Last Oct. 30, South Korea's Supreme Court ruled that Japanese steel-maker Nippon Steel & Sumitomo Metal Corp. should compensate four colonial-era laborers 100 million won ($87,680) each. According to South Korean government data, Imperial Japan conscripted around 780,000 Korean laborers during its 35-year occupation. Tokyo maintains that all historical compensation issues between the two nations were settled under the 1965 treaty that re-established diplomatic relations and offered $800 million in grants and loans.
On Jan. 9, Tokyo requested diplomatic consultations with Seoul after a South Korean court approved the seizure of Nippon Steel & Sumitomo Metal Corp.'s domestic assets, calling the move "extremely regrettable." South Korean President Moon Jae-in replied in his Jan. 10 New Year's address that many South Koreans felt the 1965 treaty did not fairly compensate individual victims. Moon claimed that such views were "not created by the government but by unfortunate history," and "we should respect the court ruling."

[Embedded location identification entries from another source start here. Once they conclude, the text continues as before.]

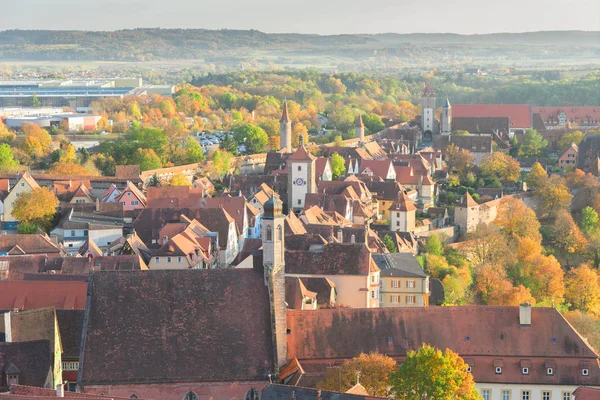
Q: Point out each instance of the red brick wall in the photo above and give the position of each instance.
(176, 391)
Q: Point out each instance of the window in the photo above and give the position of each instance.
(545, 395)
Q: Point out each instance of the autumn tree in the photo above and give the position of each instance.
(338, 167)
(147, 159)
(459, 160)
(7, 160)
(36, 207)
(501, 166)
(374, 369)
(515, 218)
(532, 144)
(179, 180)
(537, 177)
(430, 374)
(583, 290)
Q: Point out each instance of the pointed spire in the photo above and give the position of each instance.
(359, 123)
(284, 114)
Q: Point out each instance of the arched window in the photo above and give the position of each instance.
(190, 396)
(269, 232)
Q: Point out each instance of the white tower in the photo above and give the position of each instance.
(446, 128)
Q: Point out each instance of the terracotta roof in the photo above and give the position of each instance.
(167, 322)
(520, 114)
(26, 295)
(284, 113)
(330, 259)
(301, 155)
(31, 358)
(481, 333)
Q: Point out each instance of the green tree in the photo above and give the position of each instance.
(430, 374)
(589, 220)
(434, 246)
(7, 160)
(337, 166)
(374, 369)
(146, 158)
(533, 143)
(252, 136)
(373, 123)
(389, 243)
(36, 207)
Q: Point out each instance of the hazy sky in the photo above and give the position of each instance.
(306, 16)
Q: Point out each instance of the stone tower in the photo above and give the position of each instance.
(360, 128)
(301, 177)
(273, 239)
(446, 128)
(428, 113)
(285, 130)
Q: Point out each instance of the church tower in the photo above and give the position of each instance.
(428, 113)
(273, 239)
(446, 128)
(360, 128)
(285, 130)
(301, 168)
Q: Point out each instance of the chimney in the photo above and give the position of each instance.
(525, 314)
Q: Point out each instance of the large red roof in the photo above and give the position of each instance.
(520, 114)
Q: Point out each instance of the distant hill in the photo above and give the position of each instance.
(165, 44)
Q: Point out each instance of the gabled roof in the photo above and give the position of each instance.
(520, 114)
(301, 155)
(177, 326)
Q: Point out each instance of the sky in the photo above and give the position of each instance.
(306, 16)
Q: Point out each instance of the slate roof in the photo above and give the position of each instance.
(177, 326)
(520, 114)
(484, 334)
(31, 358)
(332, 259)
(398, 264)
(26, 295)
(70, 324)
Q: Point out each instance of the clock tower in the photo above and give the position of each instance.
(301, 177)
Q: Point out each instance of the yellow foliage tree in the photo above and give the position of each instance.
(374, 369)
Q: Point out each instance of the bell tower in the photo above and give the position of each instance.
(273, 239)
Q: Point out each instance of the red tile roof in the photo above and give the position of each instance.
(520, 114)
(26, 295)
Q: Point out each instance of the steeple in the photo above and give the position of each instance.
(359, 128)
(285, 130)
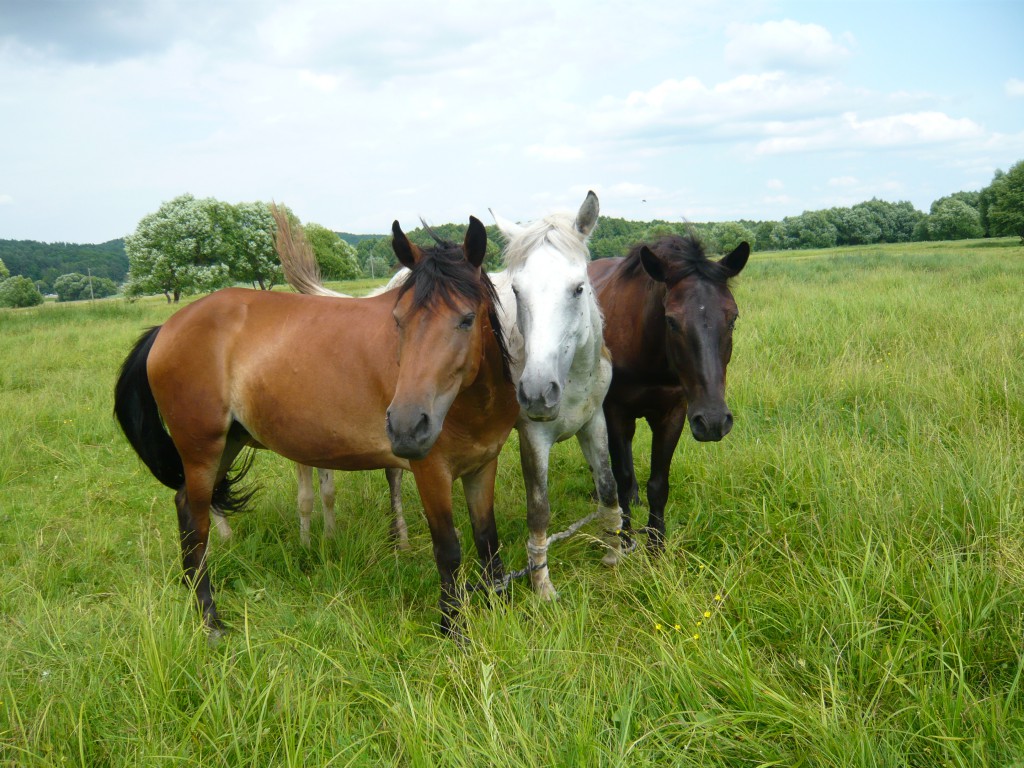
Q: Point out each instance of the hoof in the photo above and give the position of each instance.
(612, 557)
(546, 591)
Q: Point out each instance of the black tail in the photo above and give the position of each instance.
(139, 418)
(136, 411)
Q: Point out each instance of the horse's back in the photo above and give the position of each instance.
(306, 377)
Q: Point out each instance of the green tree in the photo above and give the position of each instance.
(336, 258)
(75, 287)
(248, 231)
(724, 237)
(376, 256)
(951, 218)
(178, 250)
(19, 291)
(1005, 199)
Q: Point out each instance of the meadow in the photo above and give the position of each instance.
(843, 583)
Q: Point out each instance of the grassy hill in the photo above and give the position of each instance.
(843, 584)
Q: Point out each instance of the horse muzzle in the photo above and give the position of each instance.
(412, 432)
(540, 402)
(711, 426)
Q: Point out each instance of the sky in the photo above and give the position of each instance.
(355, 114)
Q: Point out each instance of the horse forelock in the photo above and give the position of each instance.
(683, 255)
(558, 229)
(443, 274)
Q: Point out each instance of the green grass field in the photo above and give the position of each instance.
(843, 585)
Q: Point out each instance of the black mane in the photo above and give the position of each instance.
(685, 256)
(442, 273)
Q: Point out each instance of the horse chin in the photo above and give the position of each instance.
(707, 428)
(548, 415)
(411, 451)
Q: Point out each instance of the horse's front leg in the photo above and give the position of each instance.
(434, 484)
(399, 531)
(665, 437)
(593, 439)
(304, 475)
(479, 487)
(621, 428)
(327, 500)
(535, 451)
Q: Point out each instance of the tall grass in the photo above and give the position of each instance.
(843, 584)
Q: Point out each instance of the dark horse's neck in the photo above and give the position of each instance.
(650, 335)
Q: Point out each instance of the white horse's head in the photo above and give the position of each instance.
(556, 311)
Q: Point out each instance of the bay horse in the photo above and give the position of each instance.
(415, 379)
(551, 320)
(669, 316)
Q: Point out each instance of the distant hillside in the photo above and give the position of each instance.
(354, 240)
(47, 261)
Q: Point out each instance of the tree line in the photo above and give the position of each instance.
(193, 245)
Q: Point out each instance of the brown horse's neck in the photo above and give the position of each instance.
(494, 377)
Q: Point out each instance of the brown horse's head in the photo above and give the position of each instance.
(699, 313)
(444, 312)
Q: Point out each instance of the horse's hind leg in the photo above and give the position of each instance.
(194, 528)
(327, 499)
(304, 476)
(534, 454)
(223, 528)
(593, 439)
(479, 487)
(399, 531)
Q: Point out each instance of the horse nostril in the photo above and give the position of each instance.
(552, 394)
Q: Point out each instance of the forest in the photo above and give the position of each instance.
(195, 245)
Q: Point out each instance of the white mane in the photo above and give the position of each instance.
(557, 228)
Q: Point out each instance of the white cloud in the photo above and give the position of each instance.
(850, 132)
(782, 45)
(557, 154)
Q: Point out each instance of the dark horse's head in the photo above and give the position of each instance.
(699, 313)
(444, 312)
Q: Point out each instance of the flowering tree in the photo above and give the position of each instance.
(248, 231)
(178, 250)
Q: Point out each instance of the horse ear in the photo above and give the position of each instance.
(736, 260)
(505, 226)
(475, 245)
(587, 218)
(406, 250)
(653, 265)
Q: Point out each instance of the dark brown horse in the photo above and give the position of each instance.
(668, 321)
(417, 379)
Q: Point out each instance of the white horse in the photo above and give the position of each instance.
(562, 370)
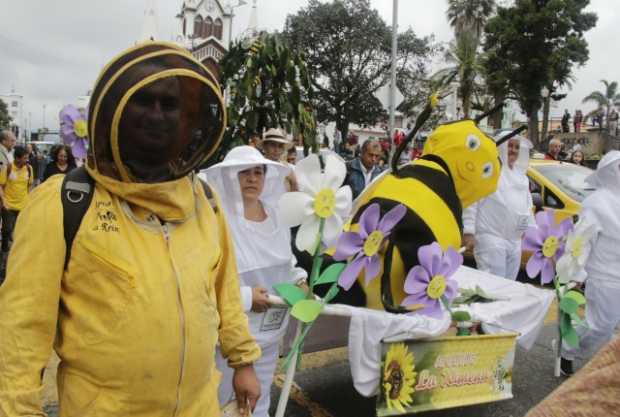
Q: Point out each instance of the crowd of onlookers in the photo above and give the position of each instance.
(597, 118)
(23, 167)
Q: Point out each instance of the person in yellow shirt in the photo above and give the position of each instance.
(136, 305)
(15, 182)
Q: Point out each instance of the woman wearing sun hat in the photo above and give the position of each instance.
(249, 186)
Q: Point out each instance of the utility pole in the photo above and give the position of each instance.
(392, 97)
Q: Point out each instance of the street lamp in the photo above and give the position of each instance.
(232, 14)
(544, 92)
(392, 96)
(44, 106)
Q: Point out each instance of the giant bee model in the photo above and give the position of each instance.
(459, 166)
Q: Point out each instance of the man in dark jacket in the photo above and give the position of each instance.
(362, 170)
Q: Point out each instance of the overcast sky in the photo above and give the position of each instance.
(52, 51)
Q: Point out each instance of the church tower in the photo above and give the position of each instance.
(204, 29)
(149, 24)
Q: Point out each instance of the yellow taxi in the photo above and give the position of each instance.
(559, 186)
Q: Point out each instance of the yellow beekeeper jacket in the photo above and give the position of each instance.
(136, 317)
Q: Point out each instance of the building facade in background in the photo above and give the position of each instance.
(205, 29)
(15, 106)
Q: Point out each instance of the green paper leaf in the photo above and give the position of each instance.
(568, 305)
(577, 296)
(292, 294)
(307, 310)
(565, 323)
(332, 293)
(331, 274)
(575, 317)
(461, 316)
(568, 331)
(571, 337)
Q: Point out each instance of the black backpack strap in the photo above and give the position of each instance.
(209, 194)
(76, 195)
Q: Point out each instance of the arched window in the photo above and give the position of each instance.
(198, 26)
(207, 28)
(217, 28)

Respecting the court ruling is a normative claim, which reasonable people may disagree with. However, the claim that such views were "not created by the government" is an empirical one that is demonstrably false. Since the United States replaced the pro-Japanese colonial regime with an anti-Japanese, anti-communist one (Syngman Rhee, 1948-1960), ruling parties in South Korea have continuously promoted a biased, selective view of neighboring countries while censoring views to the contrary.